The often-overlooked pre-World War II period in Japan offers many surprising discoveries. The Asian Art Museum offers a comprehensive look at one such unexpected development with its exhibit Deco Japan: Shaping Art and Culture, 1920–1945, which chronicles like the Japanese art deco boom that occurred during that time through paintings, fashion, sculptures, and more.
What's most striking about the exhibit is the way the pieces on display appropriate the sleek, new cosmopolitan ideas and stylistic cues from European and American art deco, yet remain so rooted in in traditional Japanese culture. While there are direct liftings of Western imagery—like the Songbook for "Mon Paris, Paris March" lithographic poster featuring three high kicking dancers with canes adorned in red, white, and blue suits and top hats—there are also many creations like the Nakamura Kenji's gold and silver sculpture Pair of ornaments of origami cranes, where the classic Japanese origami imagery gets cast in an art deco light with the garish metallic shimmer and sharp geometric lines. The blending also occurs simply in the Eastern canvases used to express the art deco movement, as a folding screen is decorated with a picture of a woman engaging in the newly imported Western winter sport of skiing (Enomoto Chikatoshi's Young Woman Adjusting Her Skis) and silk under-robes are adorned with imagery of movie posters or city skyscrapers.
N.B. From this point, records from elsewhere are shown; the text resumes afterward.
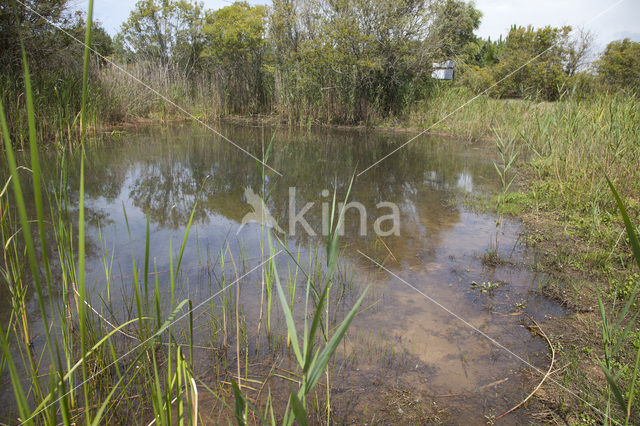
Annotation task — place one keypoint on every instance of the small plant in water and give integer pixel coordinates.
(508, 155)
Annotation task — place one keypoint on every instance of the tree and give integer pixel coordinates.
(453, 27)
(168, 32)
(619, 65)
(28, 23)
(235, 46)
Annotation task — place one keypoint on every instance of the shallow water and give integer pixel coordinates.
(409, 355)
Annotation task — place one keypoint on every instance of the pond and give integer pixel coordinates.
(418, 349)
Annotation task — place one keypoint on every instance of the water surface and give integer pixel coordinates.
(405, 357)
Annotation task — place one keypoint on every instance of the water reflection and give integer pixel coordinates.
(160, 174)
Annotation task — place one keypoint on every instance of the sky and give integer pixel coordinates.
(608, 19)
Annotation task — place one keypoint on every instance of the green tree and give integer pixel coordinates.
(235, 46)
(168, 32)
(532, 63)
(619, 65)
(453, 28)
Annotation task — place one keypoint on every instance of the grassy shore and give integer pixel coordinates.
(565, 151)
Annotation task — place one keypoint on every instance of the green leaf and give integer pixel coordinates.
(298, 409)
(323, 359)
(614, 387)
(241, 406)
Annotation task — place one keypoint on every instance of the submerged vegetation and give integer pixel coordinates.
(570, 130)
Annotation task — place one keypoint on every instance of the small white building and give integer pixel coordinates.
(443, 70)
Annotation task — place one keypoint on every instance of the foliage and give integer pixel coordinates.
(619, 65)
(235, 46)
(164, 33)
(554, 55)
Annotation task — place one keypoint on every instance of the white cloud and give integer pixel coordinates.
(621, 20)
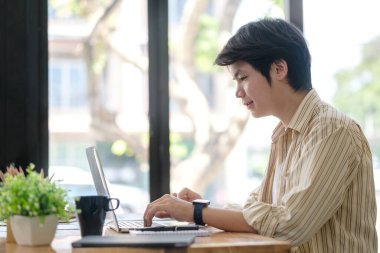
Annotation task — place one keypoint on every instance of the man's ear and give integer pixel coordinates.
(280, 69)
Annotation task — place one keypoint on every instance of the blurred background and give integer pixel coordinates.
(98, 91)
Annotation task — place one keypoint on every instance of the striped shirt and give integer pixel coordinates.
(325, 198)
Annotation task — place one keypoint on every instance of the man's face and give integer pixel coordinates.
(252, 88)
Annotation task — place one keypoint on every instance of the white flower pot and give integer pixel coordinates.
(29, 231)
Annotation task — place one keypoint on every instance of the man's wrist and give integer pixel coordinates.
(199, 204)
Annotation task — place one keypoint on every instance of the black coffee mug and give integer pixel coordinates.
(91, 213)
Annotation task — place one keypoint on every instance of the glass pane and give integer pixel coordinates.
(346, 63)
(98, 96)
(217, 149)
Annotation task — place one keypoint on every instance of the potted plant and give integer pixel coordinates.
(33, 204)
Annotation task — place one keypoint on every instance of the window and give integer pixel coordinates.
(98, 95)
(345, 63)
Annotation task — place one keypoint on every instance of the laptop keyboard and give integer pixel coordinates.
(134, 224)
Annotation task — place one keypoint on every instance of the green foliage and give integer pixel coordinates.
(358, 89)
(32, 195)
(206, 47)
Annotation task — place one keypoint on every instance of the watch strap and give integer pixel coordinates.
(198, 219)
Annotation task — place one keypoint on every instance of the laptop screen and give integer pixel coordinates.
(99, 178)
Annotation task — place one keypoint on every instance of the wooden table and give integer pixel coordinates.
(219, 241)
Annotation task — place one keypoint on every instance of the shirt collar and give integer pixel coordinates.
(301, 117)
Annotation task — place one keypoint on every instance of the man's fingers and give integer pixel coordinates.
(156, 208)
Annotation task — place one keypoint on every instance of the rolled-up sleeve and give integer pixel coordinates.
(313, 185)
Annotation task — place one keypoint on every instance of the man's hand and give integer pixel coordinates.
(187, 194)
(169, 206)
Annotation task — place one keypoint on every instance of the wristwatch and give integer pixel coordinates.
(199, 204)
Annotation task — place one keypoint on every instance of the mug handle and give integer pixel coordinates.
(109, 202)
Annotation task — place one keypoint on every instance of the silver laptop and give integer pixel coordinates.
(102, 189)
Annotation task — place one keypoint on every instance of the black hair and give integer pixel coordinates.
(263, 42)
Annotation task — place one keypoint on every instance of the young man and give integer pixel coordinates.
(318, 190)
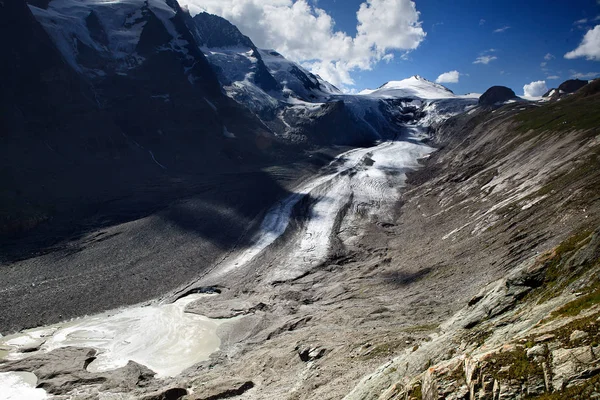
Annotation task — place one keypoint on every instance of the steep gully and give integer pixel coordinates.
(308, 224)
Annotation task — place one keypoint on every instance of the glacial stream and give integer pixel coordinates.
(167, 339)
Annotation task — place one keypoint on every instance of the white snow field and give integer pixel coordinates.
(20, 386)
(163, 337)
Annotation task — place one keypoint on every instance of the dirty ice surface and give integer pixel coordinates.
(20, 386)
(162, 337)
(365, 178)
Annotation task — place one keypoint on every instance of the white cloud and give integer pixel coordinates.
(448, 77)
(584, 75)
(589, 47)
(305, 33)
(535, 89)
(500, 30)
(484, 59)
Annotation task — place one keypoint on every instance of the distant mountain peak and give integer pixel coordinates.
(414, 87)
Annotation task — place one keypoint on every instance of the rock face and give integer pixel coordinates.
(496, 95)
(532, 332)
(572, 85)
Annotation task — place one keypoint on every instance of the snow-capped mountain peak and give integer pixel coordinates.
(413, 87)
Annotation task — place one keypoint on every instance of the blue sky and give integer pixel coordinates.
(358, 44)
(460, 31)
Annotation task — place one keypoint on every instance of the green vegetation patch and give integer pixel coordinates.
(582, 392)
(573, 112)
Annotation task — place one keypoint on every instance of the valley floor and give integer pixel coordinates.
(361, 284)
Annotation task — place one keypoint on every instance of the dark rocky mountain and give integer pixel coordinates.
(496, 95)
(572, 85)
(565, 88)
(215, 32)
(84, 121)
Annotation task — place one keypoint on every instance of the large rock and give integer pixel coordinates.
(572, 85)
(496, 95)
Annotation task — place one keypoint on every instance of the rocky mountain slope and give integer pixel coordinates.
(481, 284)
(516, 204)
(480, 279)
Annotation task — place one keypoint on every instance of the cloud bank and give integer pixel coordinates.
(448, 77)
(484, 59)
(306, 34)
(535, 89)
(589, 47)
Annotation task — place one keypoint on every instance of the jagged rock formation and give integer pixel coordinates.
(531, 332)
(567, 87)
(496, 95)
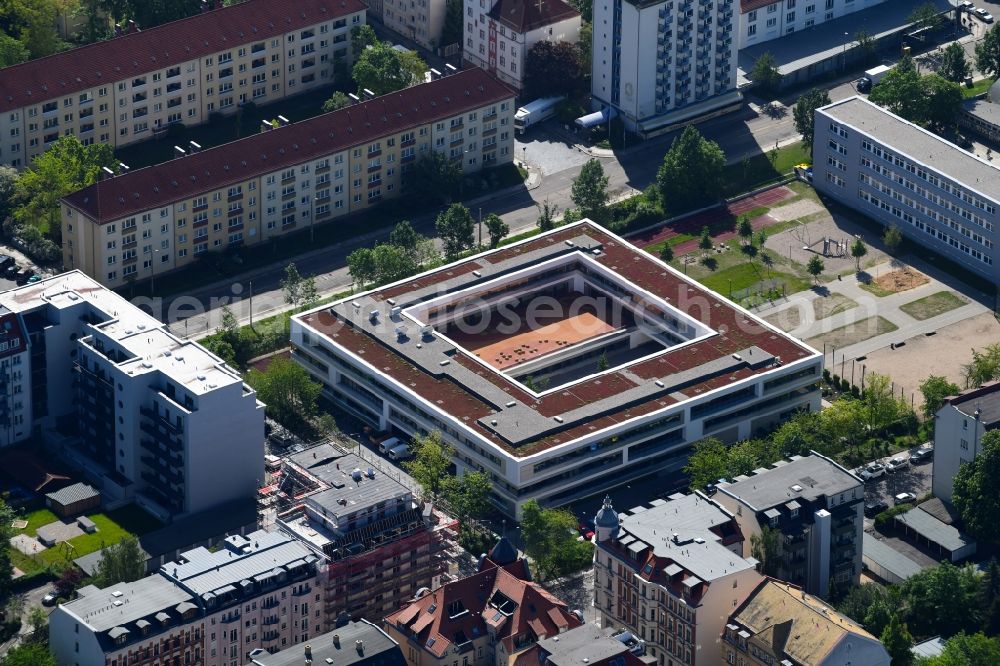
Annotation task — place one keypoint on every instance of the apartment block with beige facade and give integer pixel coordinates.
(209, 608)
(158, 219)
(419, 20)
(132, 87)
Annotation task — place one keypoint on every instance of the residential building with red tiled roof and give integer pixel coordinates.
(671, 573)
(133, 86)
(562, 365)
(499, 33)
(252, 190)
(490, 618)
(764, 20)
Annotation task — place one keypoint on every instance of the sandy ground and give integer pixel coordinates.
(923, 355)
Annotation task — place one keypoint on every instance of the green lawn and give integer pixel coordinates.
(759, 170)
(978, 88)
(111, 528)
(933, 305)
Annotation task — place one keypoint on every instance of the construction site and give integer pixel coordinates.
(381, 545)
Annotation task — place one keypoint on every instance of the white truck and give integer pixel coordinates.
(872, 77)
(535, 112)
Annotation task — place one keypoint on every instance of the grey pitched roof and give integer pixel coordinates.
(120, 604)
(808, 477)
(73, 493)
(378, 649)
The breadth of work on display offers patrons a chance to dive deep into the 25 year period. With almost 200 works spanning a myriad of media—lithographic posters, metal sculptures, pottery, home decor, clothing, matchboxes, etc.—Asian Art Museum conveys that this moment in Japanese art history wasn't merely a blip on the radar, but a true movement that swept across the country in the early 20th century and shaped its modern sensibilities.